I think that's akin to evaluating evidence in a case. Of course there are some types of evidence that carry more weight than others and some can totally make or break a determination of guilt. But most evidence isn't like that. Most is sort of ambiguous or not that damning in isolation, but it's when you start looking at it together that it starts to make a pretty compelling picture.
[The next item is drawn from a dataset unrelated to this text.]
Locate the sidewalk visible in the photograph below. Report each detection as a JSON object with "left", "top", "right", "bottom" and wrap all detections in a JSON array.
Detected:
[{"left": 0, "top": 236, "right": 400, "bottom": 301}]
I think that's why some of us went cold when the Mosler registration was found in JW's backpack along with his passport. Some of us already suspected that the car might be the some sort of key to the puzzle. You have a "racer", one who has said the car is worth $700k and has posted pictures of the car in his SM. You have not just a racer, but a "broke racer" whose big hurdle is not having enough money to race. You have a new hire who was fired from his last job. You have a guy who is hired to drive people around and run errands, while someone else, a REAL retired racer, not many years older than this guy, is hired to coach a 10-year-old to race. You have some lies to the police. Some calls from within the crime scene to this same individual. A text to the wife who is presumably in the hospital to go to her house because it's on fire. An unreturned phone call from his boss for whom $40K has been left in the garage. Someone who sounds a lot like him driving the porsche "erratically". You have a car that is torched and ditched near where the guy's father used to live. Which also happens to be where the main suspect lived. A main suspect caught in a caravan involving a "moving garage" that can't normally be rented as a one-off. A main suspect who fled back toward the scene of the crime, maybe to get something. You have a backpack with a registration for a certain car that the guy believes is worth $700K.
A piece here and there, and pretty soon you have a good story.
Your post is clear & concise... my brain processing is all over the place, but you stated it all clearly & succinctly- the best summary of the facts. & I Thank YOU for the post Skigirl!